Thematically, AHOY reflects Kentucky’s maritime heritage, based on the Ohio River that cradles our Port-Land and inspires our rich neighborhood folklore. But instead of the typical photos and physical artifacts associated with museum nautical exhibits, AHOY aims to engage a child’s natural curiosity by activating all of the senses.
AHOY begins as a portal (or “PORTL”) through a wall of the existing Portland Museum building, taking young visitors through a mysterious tunnel – glowing with old projector displays – before exploding into the natural light of a glass atrium. The atrium contains a large staircase and an elevator for wheelchair access, physically connecting to the Adventure House of You: A renovated 19th century farmhouse where local heritage meets surrealism.

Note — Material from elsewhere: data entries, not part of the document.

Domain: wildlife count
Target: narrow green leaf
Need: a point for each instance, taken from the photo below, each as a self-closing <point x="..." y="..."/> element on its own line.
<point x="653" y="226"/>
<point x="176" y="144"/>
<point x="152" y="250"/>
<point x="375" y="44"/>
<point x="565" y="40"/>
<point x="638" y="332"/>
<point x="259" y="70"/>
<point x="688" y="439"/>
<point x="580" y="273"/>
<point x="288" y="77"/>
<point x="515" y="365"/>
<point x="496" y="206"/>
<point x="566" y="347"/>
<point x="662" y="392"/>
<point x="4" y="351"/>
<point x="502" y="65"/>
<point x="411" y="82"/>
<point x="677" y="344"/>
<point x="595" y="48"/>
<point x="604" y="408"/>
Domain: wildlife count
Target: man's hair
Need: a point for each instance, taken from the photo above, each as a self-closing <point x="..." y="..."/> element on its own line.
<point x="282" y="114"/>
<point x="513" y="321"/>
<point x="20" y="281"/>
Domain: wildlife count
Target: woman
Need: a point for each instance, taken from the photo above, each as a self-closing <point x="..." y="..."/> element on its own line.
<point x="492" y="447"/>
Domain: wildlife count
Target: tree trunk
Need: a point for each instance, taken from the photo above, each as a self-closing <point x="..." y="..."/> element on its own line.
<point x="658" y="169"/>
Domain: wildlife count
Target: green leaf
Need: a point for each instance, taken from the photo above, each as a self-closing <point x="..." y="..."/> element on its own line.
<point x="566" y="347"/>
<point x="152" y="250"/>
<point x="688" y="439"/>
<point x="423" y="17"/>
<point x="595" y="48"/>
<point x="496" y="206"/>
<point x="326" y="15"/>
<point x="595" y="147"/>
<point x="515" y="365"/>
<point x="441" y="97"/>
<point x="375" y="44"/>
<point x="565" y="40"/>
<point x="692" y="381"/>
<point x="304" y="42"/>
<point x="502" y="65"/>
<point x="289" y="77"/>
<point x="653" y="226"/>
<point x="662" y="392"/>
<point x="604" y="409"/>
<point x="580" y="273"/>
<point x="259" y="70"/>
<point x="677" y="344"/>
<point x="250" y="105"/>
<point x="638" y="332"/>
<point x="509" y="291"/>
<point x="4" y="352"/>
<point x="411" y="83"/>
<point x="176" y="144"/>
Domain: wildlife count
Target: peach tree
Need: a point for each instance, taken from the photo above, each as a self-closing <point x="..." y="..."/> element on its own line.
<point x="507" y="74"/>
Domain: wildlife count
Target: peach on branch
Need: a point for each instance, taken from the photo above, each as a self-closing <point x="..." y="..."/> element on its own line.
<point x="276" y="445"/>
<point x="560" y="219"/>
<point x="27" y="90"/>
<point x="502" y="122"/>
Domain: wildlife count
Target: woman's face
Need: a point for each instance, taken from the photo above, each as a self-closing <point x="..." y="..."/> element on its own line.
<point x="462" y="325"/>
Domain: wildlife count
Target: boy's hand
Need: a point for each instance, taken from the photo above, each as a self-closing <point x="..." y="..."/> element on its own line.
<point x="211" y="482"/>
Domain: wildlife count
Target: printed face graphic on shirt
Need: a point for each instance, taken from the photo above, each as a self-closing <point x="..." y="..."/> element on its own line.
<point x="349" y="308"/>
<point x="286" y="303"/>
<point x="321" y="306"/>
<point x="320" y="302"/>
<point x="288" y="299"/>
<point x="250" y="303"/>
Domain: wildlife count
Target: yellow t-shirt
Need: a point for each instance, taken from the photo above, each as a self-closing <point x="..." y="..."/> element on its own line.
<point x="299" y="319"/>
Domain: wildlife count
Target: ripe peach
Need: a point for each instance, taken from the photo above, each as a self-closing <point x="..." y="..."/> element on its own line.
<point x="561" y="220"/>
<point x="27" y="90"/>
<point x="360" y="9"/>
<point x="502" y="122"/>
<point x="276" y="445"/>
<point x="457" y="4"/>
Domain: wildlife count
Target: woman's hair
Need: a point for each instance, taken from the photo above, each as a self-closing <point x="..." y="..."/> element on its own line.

A hallway leads into the mouth of a giant catfish where a dining room should be, the underwater-themed walls decorated with blown glass bubbles and river rock mosaics. Another direction takes visitors across a life-sized deck of a boat in the parlor room, before winding up a gorgeous historic staircase with miniature lights twinkling out from the exposed lathe above.
On the second floor, several smaller rooms are decorated with artistically-arranged local found objects. A closet looks unassuming until the door is opened to reveal thousands of marbles grouted into the walls, backlit and radiant. An office walled in elaborately carved tree trunks encourages tactile experimentation. Giant webbed seabird feet appear to be breaking through the master bedroom ceiling, either coming in for a landing in the equally-giant driftwood nest that takes over the room, or maybe taking flight to dodge a hunter’s shotgun blast. Either way, it’s clear something is going on in that attic. Winding through several more tactile rooms and finally up another staircase will reveal the top level’s secrets, as well as a large slide that shoots back down two floors to start all over again. A children’s steering committee will be formed with local neighborhood kids, to directly source ideas about what the target audience wants to see and experience in AHOY. These ideas will then become the inspiration for the interior art/play installations, crafted by Louisville’s deep well of local sculptors, carvers, mechanics and painters.